"Help us, Wal-Mart (NYSE: WMT). You're our only hope." It may not have the same ring as Princess Leia's plea in George Lucas' classic film Star Wars, but the stakes are just as high. Health-care costs loom over our helpless government budgets like the Death Star above Alderaan. And we all know how that ended.

A new study from Barclays came out showing that despite government attempts to keep prescription drugs' costs down, prices are actually accelerating, up 6.9% last year, the highest increase since Barclays started tracking them in 2000. Among the biggest offenders were Johnson & Johnson's (NYSE: JNJ) Concerta and Novartis' (NYSE: NVS) Gleevec, which both saw 20% price hikes. Blockbusters Lipitor and Plavix also saw double-digit price increases.

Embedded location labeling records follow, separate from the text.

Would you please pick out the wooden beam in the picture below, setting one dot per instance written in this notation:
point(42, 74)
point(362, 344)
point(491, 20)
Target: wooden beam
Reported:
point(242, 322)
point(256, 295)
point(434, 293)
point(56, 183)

The likeliest cause of this: getting while the getting is good. Added government muscle thanks to the health-care reform act could weigh on future profits, but staring off the patent cliff into the abyss is really what has Big Pharma scared stiff. In Pfizer's (NYSE: PFE) case, Lipitor makes up 15% of its revenue. Bristol-Myers (NYSE: BMY) shares Plavix with sanofi-aventis (NYSE: SNY), and it still makes up more than a third of the drug giant's top line! Once generic versions are available, those sales won't totally vanish, but the hits aren't going to be pretty.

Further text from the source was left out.